Right. I see the spirits are being quite definitive today. Is there anyone there in the spirit world who has something nice to say?
Yes? Great. It’s a message for you sir, the elderly gentlemen. Its also from your late wife.
Really? You were married fifty years. Wow.
Anyway sir, your wife wants you to know that she is happy. What’s that? Oh, she wants to add, “Now that she longer has to cook and clean for a fat, lazy, smelly husband who wouldn’t know a G-spot even if it was located on a Television Remote.”
Er, how about a message for a female audience member?
Are, Jack would like to pass on a message to the prostitute, er lady, in the low cut dress. He wants to ask … “how much?” Thank you Jack, please don’t come back.
Time for one last message. Ok, this one is for the lady in the front row. Its from a lady spirit. A very attractive spirit if you don’t mind me saying so. She says she is the one inhabiting your house.
Yes, it would seem that your house is haunted, Miss.
The lady spirit wants you to know that your dog wasn’t accidentally run over by your husband. She wants you to know that she threw the dog in front of the car while he was reversing it. She says he had no way of knowing and that it wasn’t his fault. She also has no regrets because the dog was flatulent, never stopped barking and always used to dig up the beautiful flowers in your garden.
Anyway, the lady spirit wants you to know that the dog is with her in the afterlife and that she is tormenting it daily for revenge. Apparently its some sort of karma thing, works for animals as well.
The lady spirit wants you to know that she feels your pain and sees how you mourn the dog. Oh, and she also wants you to know that she understands how much you miss your husband.
Wait. I'm getting a feeling that he has passed too. Some sort of accident was it? It was.
The lady spirit is back. She wants you to know that your husband is safe and happy. She also wants you to know that he has found a new love. Her in fact. The spirit wants you to know that she and your husband make passionate love several times a day.
The spirit wants you to know something else.

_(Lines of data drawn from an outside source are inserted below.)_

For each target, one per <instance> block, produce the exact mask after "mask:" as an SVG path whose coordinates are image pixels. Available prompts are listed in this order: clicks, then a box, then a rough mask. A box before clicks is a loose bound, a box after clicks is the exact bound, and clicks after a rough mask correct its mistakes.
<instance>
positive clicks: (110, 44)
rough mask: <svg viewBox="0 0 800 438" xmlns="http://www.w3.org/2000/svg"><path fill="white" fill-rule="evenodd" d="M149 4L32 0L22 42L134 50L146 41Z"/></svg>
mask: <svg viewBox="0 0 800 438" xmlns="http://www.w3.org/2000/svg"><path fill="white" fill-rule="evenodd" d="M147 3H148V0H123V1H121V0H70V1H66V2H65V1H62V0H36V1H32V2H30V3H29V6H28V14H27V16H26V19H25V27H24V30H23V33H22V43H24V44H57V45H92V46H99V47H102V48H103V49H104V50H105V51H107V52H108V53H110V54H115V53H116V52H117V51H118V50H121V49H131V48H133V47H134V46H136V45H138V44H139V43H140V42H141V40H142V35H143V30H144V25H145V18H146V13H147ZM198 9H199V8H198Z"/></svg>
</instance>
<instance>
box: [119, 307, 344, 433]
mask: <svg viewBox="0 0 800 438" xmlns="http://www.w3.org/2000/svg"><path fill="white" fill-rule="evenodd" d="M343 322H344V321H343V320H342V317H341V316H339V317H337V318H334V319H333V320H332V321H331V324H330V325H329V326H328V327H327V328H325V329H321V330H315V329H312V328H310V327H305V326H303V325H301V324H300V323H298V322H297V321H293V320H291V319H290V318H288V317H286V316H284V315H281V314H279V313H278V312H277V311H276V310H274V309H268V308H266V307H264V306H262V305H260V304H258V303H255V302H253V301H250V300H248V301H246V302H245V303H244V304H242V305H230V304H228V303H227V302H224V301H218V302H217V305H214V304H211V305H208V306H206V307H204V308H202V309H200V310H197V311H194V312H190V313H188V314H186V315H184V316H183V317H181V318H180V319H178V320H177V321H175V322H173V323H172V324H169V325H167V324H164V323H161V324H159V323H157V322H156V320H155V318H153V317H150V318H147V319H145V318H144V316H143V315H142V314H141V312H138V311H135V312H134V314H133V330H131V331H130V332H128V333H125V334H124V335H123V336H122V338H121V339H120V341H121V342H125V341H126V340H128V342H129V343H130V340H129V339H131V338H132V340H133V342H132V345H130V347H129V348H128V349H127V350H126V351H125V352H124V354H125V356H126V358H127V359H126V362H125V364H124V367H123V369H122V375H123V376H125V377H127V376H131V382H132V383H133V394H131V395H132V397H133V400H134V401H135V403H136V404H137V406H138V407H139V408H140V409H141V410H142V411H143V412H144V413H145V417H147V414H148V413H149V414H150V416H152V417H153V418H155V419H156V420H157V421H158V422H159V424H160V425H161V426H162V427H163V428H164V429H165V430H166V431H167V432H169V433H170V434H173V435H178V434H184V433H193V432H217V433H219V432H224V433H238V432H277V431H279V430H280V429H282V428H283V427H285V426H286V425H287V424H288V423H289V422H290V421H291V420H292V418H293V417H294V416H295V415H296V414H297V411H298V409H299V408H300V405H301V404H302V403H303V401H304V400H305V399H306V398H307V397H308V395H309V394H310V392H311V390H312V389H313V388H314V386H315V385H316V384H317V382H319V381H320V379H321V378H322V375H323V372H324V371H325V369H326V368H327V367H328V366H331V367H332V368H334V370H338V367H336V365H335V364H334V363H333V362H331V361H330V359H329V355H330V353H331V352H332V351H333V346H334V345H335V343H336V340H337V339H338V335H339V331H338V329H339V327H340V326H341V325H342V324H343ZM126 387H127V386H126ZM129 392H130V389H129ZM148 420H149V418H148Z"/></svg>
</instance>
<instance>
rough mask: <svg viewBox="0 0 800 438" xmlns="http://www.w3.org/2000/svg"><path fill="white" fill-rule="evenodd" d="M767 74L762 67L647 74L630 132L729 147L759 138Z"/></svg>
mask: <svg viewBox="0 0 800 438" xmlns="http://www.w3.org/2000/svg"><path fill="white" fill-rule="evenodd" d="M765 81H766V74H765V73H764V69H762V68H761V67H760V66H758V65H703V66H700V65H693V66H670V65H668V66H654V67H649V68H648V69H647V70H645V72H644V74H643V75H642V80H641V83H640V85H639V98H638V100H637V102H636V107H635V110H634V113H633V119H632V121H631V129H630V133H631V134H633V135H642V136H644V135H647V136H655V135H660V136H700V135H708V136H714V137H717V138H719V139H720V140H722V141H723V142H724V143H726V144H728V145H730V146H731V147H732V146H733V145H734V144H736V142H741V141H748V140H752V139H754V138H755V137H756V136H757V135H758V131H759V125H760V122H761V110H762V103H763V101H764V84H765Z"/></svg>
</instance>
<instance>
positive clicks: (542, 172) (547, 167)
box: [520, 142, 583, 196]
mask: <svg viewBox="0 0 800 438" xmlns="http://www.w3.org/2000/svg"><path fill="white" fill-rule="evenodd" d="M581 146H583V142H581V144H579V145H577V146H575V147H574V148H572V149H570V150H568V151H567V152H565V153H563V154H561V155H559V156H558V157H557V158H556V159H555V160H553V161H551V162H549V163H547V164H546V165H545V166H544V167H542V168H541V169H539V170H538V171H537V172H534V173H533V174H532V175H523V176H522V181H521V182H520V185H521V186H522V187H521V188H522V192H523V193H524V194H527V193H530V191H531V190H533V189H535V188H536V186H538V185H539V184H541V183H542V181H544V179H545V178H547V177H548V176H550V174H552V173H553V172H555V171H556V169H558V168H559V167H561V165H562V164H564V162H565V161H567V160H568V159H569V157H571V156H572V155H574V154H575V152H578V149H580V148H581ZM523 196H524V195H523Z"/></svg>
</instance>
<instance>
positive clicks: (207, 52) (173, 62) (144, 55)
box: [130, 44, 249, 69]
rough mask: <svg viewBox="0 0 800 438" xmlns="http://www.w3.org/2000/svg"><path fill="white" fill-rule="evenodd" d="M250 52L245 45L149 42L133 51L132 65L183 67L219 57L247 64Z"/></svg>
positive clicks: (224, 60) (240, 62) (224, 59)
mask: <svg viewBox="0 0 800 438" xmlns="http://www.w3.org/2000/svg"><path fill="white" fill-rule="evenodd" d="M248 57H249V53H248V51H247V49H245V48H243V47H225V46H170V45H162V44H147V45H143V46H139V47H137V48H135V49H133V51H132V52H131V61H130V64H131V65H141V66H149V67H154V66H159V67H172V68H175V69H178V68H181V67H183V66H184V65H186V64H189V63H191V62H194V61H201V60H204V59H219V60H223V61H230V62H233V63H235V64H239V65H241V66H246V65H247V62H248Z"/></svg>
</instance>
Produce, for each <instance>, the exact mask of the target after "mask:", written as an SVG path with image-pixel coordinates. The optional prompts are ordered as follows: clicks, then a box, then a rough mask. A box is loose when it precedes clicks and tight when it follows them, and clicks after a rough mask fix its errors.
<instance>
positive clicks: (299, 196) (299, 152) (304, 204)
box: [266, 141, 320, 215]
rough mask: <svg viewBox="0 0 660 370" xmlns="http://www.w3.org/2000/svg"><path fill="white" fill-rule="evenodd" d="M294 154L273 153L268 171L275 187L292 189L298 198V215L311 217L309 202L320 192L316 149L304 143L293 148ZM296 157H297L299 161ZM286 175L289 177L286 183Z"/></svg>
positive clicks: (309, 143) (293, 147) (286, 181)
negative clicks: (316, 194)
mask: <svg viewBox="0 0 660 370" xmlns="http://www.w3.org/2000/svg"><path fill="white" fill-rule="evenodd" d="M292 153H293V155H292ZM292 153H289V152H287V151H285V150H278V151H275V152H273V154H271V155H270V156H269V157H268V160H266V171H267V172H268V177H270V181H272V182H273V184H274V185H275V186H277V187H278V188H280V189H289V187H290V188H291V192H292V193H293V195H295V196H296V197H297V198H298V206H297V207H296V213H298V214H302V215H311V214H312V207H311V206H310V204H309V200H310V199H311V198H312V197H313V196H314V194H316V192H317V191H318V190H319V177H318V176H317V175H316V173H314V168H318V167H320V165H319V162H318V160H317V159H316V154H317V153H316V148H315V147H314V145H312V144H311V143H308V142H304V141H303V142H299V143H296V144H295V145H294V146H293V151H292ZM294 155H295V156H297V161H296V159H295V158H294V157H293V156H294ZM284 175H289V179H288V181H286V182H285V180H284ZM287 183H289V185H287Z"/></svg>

Yes, ok, I’ll repeat it. She wants you to know that, “Don’t fret as you too will soon find passionate love every day, just as soon as the police look under the new pagoda where they will find your husband’s body after you killed him for running over your stupid dog.”
There you go, a message of hope. A prison romance is on the way! That must make you happy, Miss?
You are not gay, you say. Oh well, might be time to consider it.
And that’s all the time we have, until next show, ladies and gentlemen, goodnight and don’t let the bed spirits bite!